Imaging of the retina’s vascular network enabled by AI can predict cardiovascular disease and death.

Without the need for blood tests or blood pressure monitoring, AI-enabled imaging of the retina’s network of veins and arteries can reliably predict cardiovascular disease and death, according to research published online in the British Journal of Ophthalmology.

As a result, it paves the way for a highly effective, non-invasive screening test for those at moderate to high risk of cardiovascular illness that does not require a clinic visit, according to the researchers.

Circulatory illnesses, such as cardiovascular disease, coronary heart disease, heart failure, and stroke, account for one in four deaths in the United Kingdom alone.

Researchers note that despite the existence of numerous risk frameworks, these are not always able to effectively predict who will develop or die from circulatory disorders. According to previously published research, the breadth of the retina’s microscopic veins and arteries (arterioles and venules) may serve as an accurate early diagnostic of circulatory disease. The retina is the area of the eye that receives and organises visual information. However, it is unclear whether these findings apply equally and consistently to men and women.

Therefore, the researchers developed a fully automated artificial intelligence (AI)-enabled algorithm (QUantitative Analysis of Retinal vessels Topology and siZe, or QUARTZ for short) to assess the potential of retinal vasculature imaging in conjunction with known risk factors for predicting vascular health and death.

They applied QUARTZ to retinal pictures of 88,052 UK Biobank individuals aged 40-69, analysing the breadth, vascular area, and degree of curvature (tortuosity) of the arterioles and venules in the retina in order to construct prediction models for stroke, heart attack, and mortality from circulatory disease.

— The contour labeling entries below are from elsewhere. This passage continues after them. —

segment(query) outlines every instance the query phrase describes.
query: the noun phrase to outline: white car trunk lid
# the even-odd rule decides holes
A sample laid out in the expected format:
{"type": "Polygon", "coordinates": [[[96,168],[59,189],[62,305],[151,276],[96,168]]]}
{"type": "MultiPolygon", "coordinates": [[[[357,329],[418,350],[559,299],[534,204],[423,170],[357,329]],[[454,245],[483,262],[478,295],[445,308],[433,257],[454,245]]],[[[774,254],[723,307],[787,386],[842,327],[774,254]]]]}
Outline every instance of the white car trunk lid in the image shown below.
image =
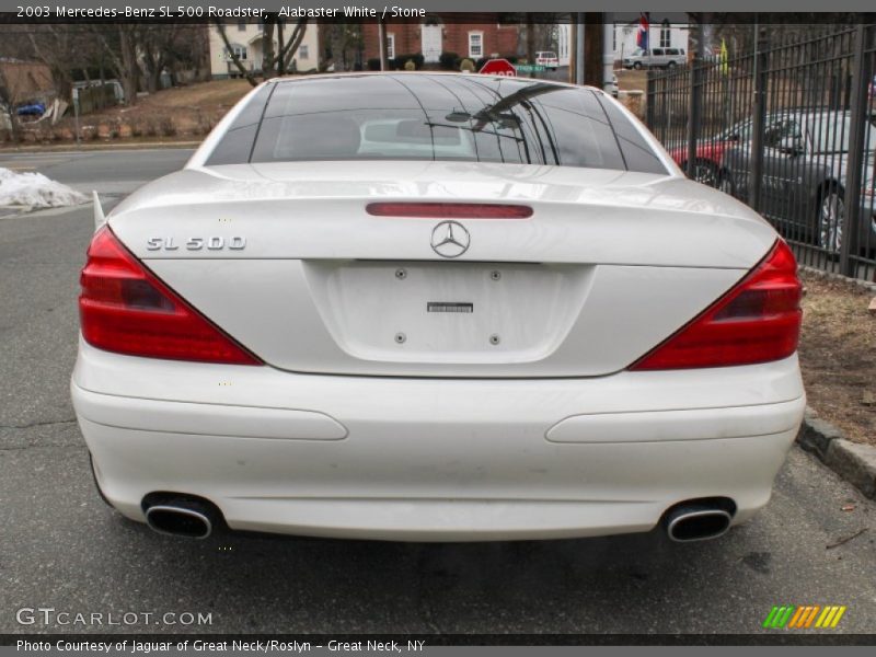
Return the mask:
{"type": "Polygon", "coordinates": [[[159,277],[268,365],[345,374],[580,377],[627,367],[730,288],[775,237],[675,177],[460,162],[184,171],[110,217],[159,277]],[[514,204],[441,218],[374,201],[514,204]]]}

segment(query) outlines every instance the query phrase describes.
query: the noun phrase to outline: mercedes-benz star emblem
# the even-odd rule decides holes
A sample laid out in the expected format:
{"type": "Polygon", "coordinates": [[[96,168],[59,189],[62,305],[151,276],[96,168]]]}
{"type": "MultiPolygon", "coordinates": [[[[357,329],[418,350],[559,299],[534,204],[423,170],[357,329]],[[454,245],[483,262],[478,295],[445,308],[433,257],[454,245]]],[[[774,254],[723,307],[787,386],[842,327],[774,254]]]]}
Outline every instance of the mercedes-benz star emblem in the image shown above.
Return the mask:
{"type": "Polygon", "coordinates": [[[471,237],[458,221],[441,221],[431,231],[431,250],[441,257],[458,257],[469,250],[471,237]]]}

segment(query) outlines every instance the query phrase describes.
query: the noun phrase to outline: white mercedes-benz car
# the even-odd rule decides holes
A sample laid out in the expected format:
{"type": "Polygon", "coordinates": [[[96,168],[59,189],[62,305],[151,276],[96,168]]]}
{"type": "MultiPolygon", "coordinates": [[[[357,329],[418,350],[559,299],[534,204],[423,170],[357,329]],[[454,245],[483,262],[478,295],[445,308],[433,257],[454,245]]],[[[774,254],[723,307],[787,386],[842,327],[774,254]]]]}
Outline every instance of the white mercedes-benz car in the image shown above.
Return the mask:
{"type": "Polygon", "coordinates": [[[72,400],[161,532],[712,538],[802,420],[788,246],[599,90],[269,81],[95,223],[72,400]]]}

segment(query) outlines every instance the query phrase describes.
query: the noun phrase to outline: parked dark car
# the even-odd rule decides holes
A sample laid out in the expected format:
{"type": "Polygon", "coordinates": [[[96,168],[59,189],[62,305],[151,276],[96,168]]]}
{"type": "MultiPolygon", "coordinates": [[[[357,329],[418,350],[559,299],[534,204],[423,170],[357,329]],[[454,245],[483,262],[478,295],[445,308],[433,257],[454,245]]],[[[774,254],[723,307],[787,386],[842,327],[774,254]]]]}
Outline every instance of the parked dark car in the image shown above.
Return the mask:
{"type": "MultiPolygon", "coordinates": [[[[761,211],[786,237],[839,253],[843,240],[845,191],[851,135],[845,111],[788,111],[770,115],[764,132],[761,211]]],[[[876,244],[873,158],[876,127],[865,135],[862,221],[858,245],[876,244]],[[872,234],[871,234],[872,233],[872,234]]],[[[748,199],[750,141],[724,151],[722,170],[735,196],[748,199]]]]}

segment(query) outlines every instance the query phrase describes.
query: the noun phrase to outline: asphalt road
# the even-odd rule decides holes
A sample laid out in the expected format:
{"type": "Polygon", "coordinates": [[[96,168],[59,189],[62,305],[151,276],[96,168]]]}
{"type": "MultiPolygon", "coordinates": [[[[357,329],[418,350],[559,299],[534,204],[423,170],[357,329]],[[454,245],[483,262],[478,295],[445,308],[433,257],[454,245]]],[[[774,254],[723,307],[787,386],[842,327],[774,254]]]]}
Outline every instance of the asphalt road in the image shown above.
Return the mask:
{"type": "MultiPolygon", "coordinates": [[[[108,207],[187,157],[0,154],[0,166],[96,187],[108,207]]],[[[786,603],[845,604],[832,632],[876,633],[876,505],[796,448],[762,514],[722,540],[684,545],[656,531],[481,544],[191,542],[123,520],[94,491],[68,394],[91,231],[89,206],[0,216],[0,633],[750,633],[786,603]],[[20,624],[16,611],[34,607],[200,612],[212,623],[20,624]]]]}

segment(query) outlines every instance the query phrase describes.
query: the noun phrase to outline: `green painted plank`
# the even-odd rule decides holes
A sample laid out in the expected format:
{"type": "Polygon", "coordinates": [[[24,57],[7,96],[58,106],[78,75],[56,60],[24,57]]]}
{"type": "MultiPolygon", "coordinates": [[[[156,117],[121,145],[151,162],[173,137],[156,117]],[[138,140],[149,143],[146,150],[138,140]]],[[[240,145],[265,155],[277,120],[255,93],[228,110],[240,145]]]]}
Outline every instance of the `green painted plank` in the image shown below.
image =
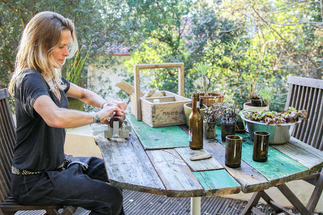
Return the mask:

They then applied these models to the retinal scans of 7,411 European Prospective Investigation of Cancer (EPIC)-Norfolk patients aged 48 to 92. Together and separately, the performance of QUARTZ was compared to the widely utilised Framingham Risk Scores framework.

All participants’ health was monitored for an average of 7 to 9 years, during which time 327 circulatory disease deaths occurred among 64,144 UK Biobank participants (average age 56) and 201 circulatory disease deaths occurred among 5862 EPIC-Norfolk individuals (average age 67).

Arteriolar and venular width, tortuosity, and width variation emerged as significant indicators of mortality due to cardiovascular disease in men. Variation in arteriolar and venular area and breadth, as well as venular tortuosity and width, contributed to risk prediction in females.

The prognostic influence of retinal vasculature on circulatory disease mortality interacted with smoking, hypertension medications, and a prior heart attack. Overall, these predictive models, which were based on age, smoking, medical history, and retinal vasculature, captured between fifty percent and two-thirds of circulatory disease-related deaths among the highest-risk individuals.

Retinal vasculature models caught around 5% more instances of stroke in UK Biobank men and 8% more cases in UK Biobank women, as well as 3% more cases among the most at-risk EPIC-Norfolk men and roughly 2% less cases among EPIC-Norfolk women. Framingham Risk Scores identified higher heart attack cases among those at the highest risk.

The addition of retinal vasculature to the Framingham Risk Scores had minimal effects on the prediction of stroke and heart attack. Researchers report that a simpler, noninvasive risk score based on age, sex, smoking, medical history, and retinal vasculature functioned as well as the Framingham Risk Scores, without the requirement for blood tests or blood pressure monitoring.

They admit that both groups of research participants enjoy healthier lifestyles than other middle-aged adults in the same geographic region, and that the majority of them are white. They explain that this is the largest population-based research of retinal vasculature and that the prediction models were externally evaluated in a large number of individuals.

Retinal imaging is already commonplace in the United Kingdom and the United States, according to the researchers, who conclude that “AI-enabled vasculometry risk prediction is fully automated, low cost, non-invasive, and has the potential to reach a greater proportion of the community’s population due to ‘high street’ availability and the absence of blood sampling or blood pressure measurement.”